When I started sending funny, little, quirky emails to friends and family sixteen years ago (before blogging, before vlogging, before posting) another close relative said, “And stop sending me those damn silly emails.”
He was less than encouraging.
Rejection comes in all flavors. Yet . . . I write on and on and on.
Sixteen hundred words a day or as much as my line editor can safely edit without losing her mind. Over the years, I have learned a couple of tricks and tips and techniques. Here are five.
1) For Women Only or Overly Meaty Men: Write braless: There is nothing worse than writing for sixteen hundred words worth and then realizing that your boobs have turned blue from lack of oxygenated blood. It’ll throw you off. Trust me.
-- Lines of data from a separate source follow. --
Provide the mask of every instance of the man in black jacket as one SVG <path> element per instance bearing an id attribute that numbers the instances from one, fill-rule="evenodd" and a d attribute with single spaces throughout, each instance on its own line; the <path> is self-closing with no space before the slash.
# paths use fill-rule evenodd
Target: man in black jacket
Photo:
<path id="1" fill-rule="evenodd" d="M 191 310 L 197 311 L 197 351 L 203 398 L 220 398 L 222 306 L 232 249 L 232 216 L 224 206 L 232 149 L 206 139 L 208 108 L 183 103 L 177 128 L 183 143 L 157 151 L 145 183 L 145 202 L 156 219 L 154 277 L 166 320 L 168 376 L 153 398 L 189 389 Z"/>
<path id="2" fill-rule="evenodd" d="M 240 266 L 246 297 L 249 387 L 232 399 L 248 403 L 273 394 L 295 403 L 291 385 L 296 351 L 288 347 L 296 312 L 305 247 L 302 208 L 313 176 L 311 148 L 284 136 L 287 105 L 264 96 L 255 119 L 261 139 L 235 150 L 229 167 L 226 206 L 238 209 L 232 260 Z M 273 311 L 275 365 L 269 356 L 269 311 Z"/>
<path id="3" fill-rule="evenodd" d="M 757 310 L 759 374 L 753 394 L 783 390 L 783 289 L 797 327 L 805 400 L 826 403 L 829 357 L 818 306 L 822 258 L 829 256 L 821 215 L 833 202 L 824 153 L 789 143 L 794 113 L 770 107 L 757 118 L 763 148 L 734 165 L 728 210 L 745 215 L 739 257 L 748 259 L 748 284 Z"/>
2) Thesaurus – Yes or No: That’s a big yes. My professor said to throw the thesaurus out. Whatever. I’m pretty sure that no one knows all the synonyms for the word “heave.” Editors get testy when you use the same word for stuff over and over again. So, if you need another word for heaved in the following sentence, “Her bosom heaved,” with a thesaurus you could write: Her bosom surged. Her bosom billowed. Her bosom huffed. See? How handy is that?
3) Snack With Caution: Writers live at their keyboards. Potato grease in sour cream & onion chip dust can make the computer keys slick. Bad things can happen when your fingers slide around. Words like shoot and shot can come out in the wrong spots. That’s my theory. Poorly executed grammar, creepy spelling errors, upside down word choices, and dazzling typos are ALL due to slippery chip grease fingertip trouble. True story. True chronicle. True fiction.
4) Handling Massive Rejection: Eat more chips. Type more words. Tell more stories.
5) Why Write? Because one day your ten-year-old granddaughter will hand you a story she’s written just for you about pumpkin seed fairies, and she’ll say, “When I grow up, I want to be a writer just like you, YaYa.”
What I like best about being a writer and dreaming of having a wildly successful book, novel, tome, or opus (thesaurus alert) is that there can never be too many good ones.
Good books are like potato chips; you can never stop with just one.